The Chromatica press tour would have you believe this is Lady Gaga’s return to form. Complete with her signature bubble-gum pink wig and otherworldly costume designs, the album’s cover promotes a reversion to the shallow, mesmerizing, dance-club music that launched Gaga’s career more than a decade ago. It’s the type of portrayal befitting an artist of Gaga’s cultural stature. But perhaps not most accurate of her most recent artistic decisions.
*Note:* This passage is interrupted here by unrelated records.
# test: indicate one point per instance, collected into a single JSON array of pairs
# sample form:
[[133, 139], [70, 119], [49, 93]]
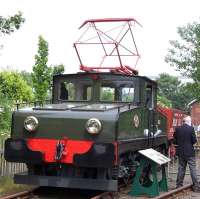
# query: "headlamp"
[[93, 126], [31, 123]]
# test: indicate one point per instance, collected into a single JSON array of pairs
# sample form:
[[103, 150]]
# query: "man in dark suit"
[[185, 138]]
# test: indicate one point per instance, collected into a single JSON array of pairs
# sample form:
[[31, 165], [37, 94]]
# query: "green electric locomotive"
[[88, 137]]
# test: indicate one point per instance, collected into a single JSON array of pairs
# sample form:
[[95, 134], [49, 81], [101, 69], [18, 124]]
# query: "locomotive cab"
[[89, 134]]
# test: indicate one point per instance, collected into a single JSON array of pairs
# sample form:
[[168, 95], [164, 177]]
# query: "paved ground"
[[171, 174]]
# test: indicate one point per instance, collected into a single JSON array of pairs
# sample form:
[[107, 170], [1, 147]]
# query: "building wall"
[[195, 113]]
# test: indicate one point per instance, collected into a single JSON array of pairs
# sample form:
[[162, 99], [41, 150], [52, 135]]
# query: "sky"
[[58, 21]]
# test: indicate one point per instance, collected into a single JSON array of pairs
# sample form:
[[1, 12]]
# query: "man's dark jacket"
[[185, 138]]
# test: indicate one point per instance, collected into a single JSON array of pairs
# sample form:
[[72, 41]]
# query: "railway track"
[[34, 194], [177, 193]]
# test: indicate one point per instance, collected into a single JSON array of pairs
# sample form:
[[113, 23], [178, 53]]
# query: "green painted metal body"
[[152, 187], [59, 120]]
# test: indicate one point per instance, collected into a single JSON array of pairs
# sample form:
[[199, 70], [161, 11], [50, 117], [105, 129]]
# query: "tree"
[[10, 24], [184, 55], [27, 77], [41, 74], [58, 69], [6, 107], [13, 86], [171, 90], [163, 101]]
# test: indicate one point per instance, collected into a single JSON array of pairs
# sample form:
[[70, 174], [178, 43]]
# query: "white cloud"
[[58, 22]]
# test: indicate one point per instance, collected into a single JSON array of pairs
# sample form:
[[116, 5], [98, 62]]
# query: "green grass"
[[7, 186]]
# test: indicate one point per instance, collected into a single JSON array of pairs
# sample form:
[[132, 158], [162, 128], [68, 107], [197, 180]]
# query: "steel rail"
[[175, 192], [20, 195]]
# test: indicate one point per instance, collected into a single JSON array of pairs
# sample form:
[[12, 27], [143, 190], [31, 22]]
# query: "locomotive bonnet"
[[88, 137]]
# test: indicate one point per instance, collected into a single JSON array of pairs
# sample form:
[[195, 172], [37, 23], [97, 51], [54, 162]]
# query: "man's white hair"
[[187, 120]]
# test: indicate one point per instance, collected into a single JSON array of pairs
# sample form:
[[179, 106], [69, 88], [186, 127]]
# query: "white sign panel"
[[155, 156]]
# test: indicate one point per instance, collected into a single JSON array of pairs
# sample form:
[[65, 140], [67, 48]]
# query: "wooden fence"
[[7, 168]]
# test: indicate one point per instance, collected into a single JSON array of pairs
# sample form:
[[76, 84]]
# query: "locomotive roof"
[[118, 75]]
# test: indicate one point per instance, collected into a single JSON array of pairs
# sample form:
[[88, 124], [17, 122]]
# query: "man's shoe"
[[196, 189]]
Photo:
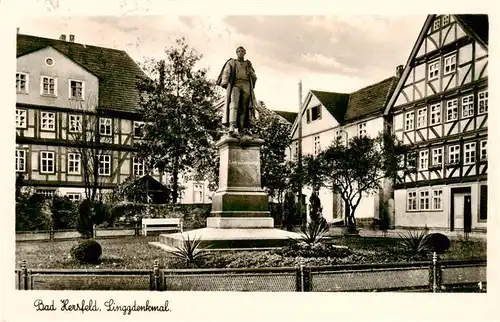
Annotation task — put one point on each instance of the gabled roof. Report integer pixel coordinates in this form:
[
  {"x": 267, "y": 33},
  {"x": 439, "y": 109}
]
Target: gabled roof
[
  {"x": 289, "y": 116},
  {"x": 476, "y": 25},
  {"x": 116, "y": 70},
  {"x": 335, "y": 103},
  {"x": 366, "y": 101},
  {"x": 369, "y": 100}
]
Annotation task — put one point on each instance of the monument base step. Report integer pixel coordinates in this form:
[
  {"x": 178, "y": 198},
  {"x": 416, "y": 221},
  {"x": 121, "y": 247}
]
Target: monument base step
[{"x": 231, "y": 237}]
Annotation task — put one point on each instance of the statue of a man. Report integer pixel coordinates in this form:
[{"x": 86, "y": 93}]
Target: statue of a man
[{"x": 238, "y": 78}]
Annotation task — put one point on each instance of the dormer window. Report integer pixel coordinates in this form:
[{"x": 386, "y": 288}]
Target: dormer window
[
  {"x": 76, "y": 89},
  {"x": 436, "y": 25},
  {"x": 446, "y": 20},
  {"x": 313, "y": 113},
  {"x": 48, "y": 86}
]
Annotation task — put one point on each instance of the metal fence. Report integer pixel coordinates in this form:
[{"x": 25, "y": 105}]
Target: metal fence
[{"x": 417, "y": 276}]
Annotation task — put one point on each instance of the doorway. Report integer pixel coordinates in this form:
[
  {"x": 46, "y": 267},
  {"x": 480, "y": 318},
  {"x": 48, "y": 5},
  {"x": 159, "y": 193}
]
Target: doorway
[{"x": 461, "y": 210}]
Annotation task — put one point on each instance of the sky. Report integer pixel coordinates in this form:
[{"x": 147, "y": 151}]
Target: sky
[{"x": 338, "y": 53}]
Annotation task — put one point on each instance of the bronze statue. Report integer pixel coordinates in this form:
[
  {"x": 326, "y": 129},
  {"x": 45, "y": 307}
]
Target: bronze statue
[{"x": 238, "y": 78}]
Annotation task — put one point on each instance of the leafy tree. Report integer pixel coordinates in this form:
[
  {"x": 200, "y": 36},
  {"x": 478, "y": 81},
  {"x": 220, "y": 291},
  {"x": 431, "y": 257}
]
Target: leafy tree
[
  {"x": 182, "y": 121},
  {"x": 357, "y": 169},
  {"x": 276, "y": 135}
]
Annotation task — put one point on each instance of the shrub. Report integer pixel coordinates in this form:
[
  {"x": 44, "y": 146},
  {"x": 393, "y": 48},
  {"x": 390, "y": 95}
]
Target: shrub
[
  {"x": 64, "y": 213},
  {"x": 87, "y": 251},
  {"x": 414, "y": 242},
  {"x": 189, "y": 251},
  {"x": 314, "y": 232}
]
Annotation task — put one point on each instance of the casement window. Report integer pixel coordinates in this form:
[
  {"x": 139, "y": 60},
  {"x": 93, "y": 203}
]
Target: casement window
[
  {"x": 468, "y": 106},
  {"x": 74, "y": 163},
  {"x": 409, "y": 119},
  {"x": 437, "y": 199},
  {"x": 74, "y": 196},
  {"x": 48, "y": 121},
  {"x": 21, "y": 118},
  {"x": 47, "y": 162},
  {"x": 450, "y": 64},
  {"x": 138, "y": 129},
  {"x": 315, "y": 113},
  {"x": 424, "y": 200},
  {"x": 482, "y": 102},
  {"x": 411, "y": 200},
  {"x": 423, "y": 160},
  {"x": 484, "y": 150},
  {"x": 362, "y": 129},
  {"x": 411, "y": 160},
  {"x": 422, "y": 118},
  {"x": 22, "y": 80},
  {"x": 436, "y": 114},
  {"x": 436, "y": 25},
  {"x": 138, "y": 166},
  {"x": 105, "y": 126},
  {"x": 445, "y": 20},
  {"x": 339, "y": 136},
  {"x": 433, "y": 70},
  {"x": 75, "y": 123},
  {"x": 437, "y": 156},
  {"x": 454, "y": 154},
  {"x": 76, "y": 89},
  {"x": 104, "y": 165},
  {"x": 45, "y": 192},
  {"x": 470, "y": 153},
  {"x": 198, "y": 193},
  {"x": 20, "y": 160},
  {"x": 48, "y": 86},
  {"x": 483, "y": 202},
  {"x": 452, "y": 110},
  {"x": 317, "y": 145}
]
It’s no secret that even though Gaga’s dance music often emits perfect beats and a sense of infectious joy, an ever-growing list of demons lurks underneath. She has spoken about the pain of mental disorder and sexual assault. Her previous album, Joanne, used stripped acoustic bravado to catalog loss and depression. Her movie A Star is Born chronicled one artist discovering success only to watch another’s career trickle away amid addiction and despair. As each of these creative pieces mingled with autobiography, Gaga’s display of human fragility became more pronounced.
Chromatica is the pure manifestation of escape from that fragility. And it is found on the dance floor. (Chromatica itself refers to Gaga’s extraterrestrial planet containing marathon-long dance numbers shared between factions at war.) It’s on Chromatica where she grapples with the journey that paved the way for her transcendent status and worldwide influence.
In a recent interview with Zane Lowe, Gaga described the album as “the beginning of my journey to healing.” She goes on to say that she thinks people in need of healing find it through happiness … and dance. Lots of dance. Her latest musical approach, while streamlined and brisk, is rather retro in style. In line with any Gaga production, the memorable moments are founded on an incomparable strangeness. And with Gaga, that strangeness is often inseparable from profane descriptions of relationships and empty hedonism.